Fixed resolution: Locks to a single resolution:
| EDID | Resolution |
|---|---|
| 1920x1200@60Hz | 1920×1200 |
| 1920x1080@60Hz | 1920×1080 |
| 1920x1080@30Hz | 1920×1080 |
| 1280x720@120Hz | 1280×720 |
| 1280x720@60Hz | 1280×720 |
| 1280x720@30Hz | 1280×720 |
When to use fixed resolution? When the host picks an undesirable resolution in auto mode, or when you need to force a specific resolution.
Custom EDID: After uploading a custom EDID, a custom option appears in the list. Switching EDID automatically reconnects the video stream.
Quality¶
Four levels — higher is sharper, but consumes more bandwidth:
| Quality | When to use | Est. bandwidth |
|---|---|---|
| Low | Slow network | ~256 Kbps |
| Medium | Daily operations | ~2 Mbps |
| High | Need to see fine details | ~4 Mbps |
| Ultra | Best quality | ~8 Mbps |
Bandwidth is approximate and varies with screen content. If it's laggy, lower the quality.
GOP¶
Controls the balance between display responsiveness and bandwidth. Range: 1–10.
| Setting | Effect |
|---|---|
| Lower (1–3) | Fast response, higher bandwidth |
| Higher (7–10) | Lower bandwidth, slower response, slower recovery from frame loss |
Not sure? Keep the default of 1.
Reconnect¶
Disconnect the current video connection and re-establish it. Try this when the display is laggy or glitching.
Custom EDID¶
Go to Settings → System → EDID Configuration.

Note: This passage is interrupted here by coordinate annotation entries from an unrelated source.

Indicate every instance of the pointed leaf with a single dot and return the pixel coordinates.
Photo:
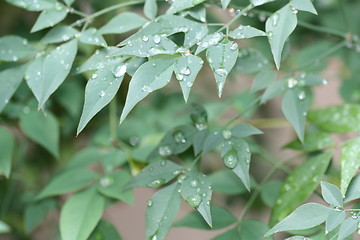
(88, 206)
(350, 162)
(67, 181)
(100, 90)
(196, 190)
(155, 174)
(56, 67)
(14, 48)
(186, 70)
(222, 58)
(306, 216)
(49, 17)
(150, 76)
(331, 194)
(161, 212)
(7, 143)
(60, 33)
(337, 119)
(116, 25)
(299, 185)
(10, 80)
(44, 130)
(279, 27)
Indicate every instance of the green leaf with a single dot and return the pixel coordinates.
(147, 46)
(112, 186)
(353, 191)
(221, 219)
(244, 130)
(60, 33)
(299, 185)
(44, 130)
(294, 108)
(177, 6)
(331, 194)
(337, 119)
(7, 143)
(88, 206)
(56, 67)
(196, 190)
(105, 231)
(334, 219)
(155, 174)
(99, 91)
(93, 37)
(263, 79)
(10, 80)
(208, 41)
(33, 5)
(36, 212)
(306, 216)
(303, 5)
(49, 17)
(222, 58)
(116, 25)
(68, 181)
(350, 162)
(243, 32)
(168, 25)
(150, 76)
(186, 69)
(225, 181)
(348, 227)
(161, 212)
(14, 48)
(150, 8)
(279, 27)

Click "Custom EDID" and enter EDID data in HEX format:

| Rule | Description |
|---|---|
| Encoding | Hexadecimal (HEX), two characters per byte |
| Size | Integer multiples of 128 bytes (1–6 blocks) |
| Max | 768 bytes |
| Header | Must start with 00 FF FF FF FF FF FF 00 |
| Checksum | Each 128-byte block checksum must be 0 |
Format example (first 16 bytes; 128 bytes total needed):
00 FF FF FF FF FF FF 00 0E 94 66 66 88 88 88 88
(Do not use directly — paste your full EDID data)
Getting EDID: Linux:
cat /sys/class/drm/card0-HDMI-A-1/edid | xxd -p. Windows: use tools like MonitorInfoView. Or obtain from your display manufacturer.
Fullscreen¶
Click the fullscreen button at the far right of the top bar, or press F11. Press Esc or F11 again to exit.

FAQ¶
Display laggy or high latency? → Lower the quality, or click Reconnect.
Display shows "Signal Lost"? → Check if the host is sleeping or the HDMI cable is loose.
Wrong resolution? → Switch EDID, or manually adjust resolution on the host.